RSV Vaccine Triggers Strong Immune Response in People Aged 60 and Older

A phase 3 randomized controlled trial has shown that the RSV vaccine “triggered strong immune responses among people aged 60 years and older during its first two seasons for use.” CIDRAP has the news.

For the RENOIR (RSV Vaccine Efficacy Study in Older Adults Immunized against RSV Disease) study, a research team “randomly assigned a subset of participants in the United States and Japan in a 1:1 ratio to receive one dose of Pfizer's bivalent (two-strain) RSV Prefusion F (RSVpreF) vaccine or a placebo.
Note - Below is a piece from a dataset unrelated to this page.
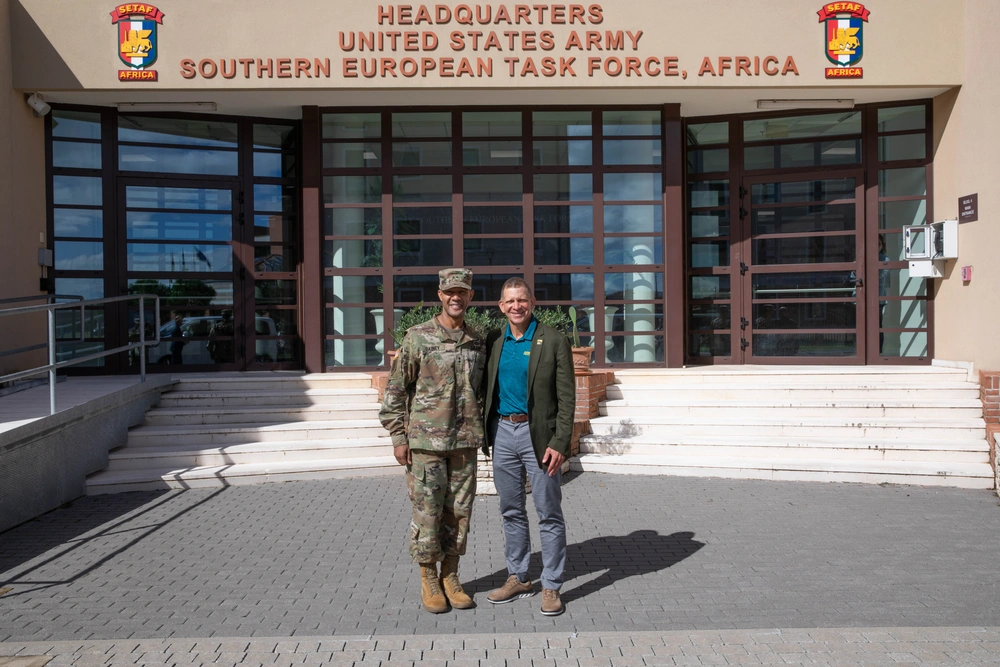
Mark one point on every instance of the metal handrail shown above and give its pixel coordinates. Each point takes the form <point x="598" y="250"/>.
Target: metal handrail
<point x="53" y="365"/>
The respiratory syncytial virus (RSV) vaccine triggered strong immune responses among people aged 60 years and older during its first two seasons for use.”

The vaccine, which is sold under the brand name Abrysvo, “contains molecules called antigens designed to produce an immune response against RSV-A and RSV-B. It is approved for preventing RSV infection in adults aged 60 years and older, those aged 18 to 59 at increased risk for severe illness, and infants through maternal vaccination.”
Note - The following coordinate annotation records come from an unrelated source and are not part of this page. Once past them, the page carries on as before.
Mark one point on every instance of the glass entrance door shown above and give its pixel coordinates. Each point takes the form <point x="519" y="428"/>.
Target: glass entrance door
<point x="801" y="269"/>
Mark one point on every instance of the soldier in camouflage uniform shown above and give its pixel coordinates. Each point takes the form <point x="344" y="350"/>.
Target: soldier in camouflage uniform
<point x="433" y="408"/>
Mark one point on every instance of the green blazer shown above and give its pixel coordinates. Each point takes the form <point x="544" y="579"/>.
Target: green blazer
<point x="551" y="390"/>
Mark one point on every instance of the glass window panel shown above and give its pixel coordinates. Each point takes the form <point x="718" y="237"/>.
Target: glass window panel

In the RSVpreF group, “proportions of participants with immune responses were higher 1-month postvaccination…than at the preseason-2 visit” and “much higher than placebo.” RSV-A and -B GMFRs (geometric mean fold rise) in participants with selected chronic conditions were generally comparable to those of their otherwise healthy peers (range, 11.4 to 14.4). The vaccine also showed a favorable safety profile during both seasons, with 6.2% of RSVpreF and 6.1% of those in the placebo group reporting a serious adverse event.”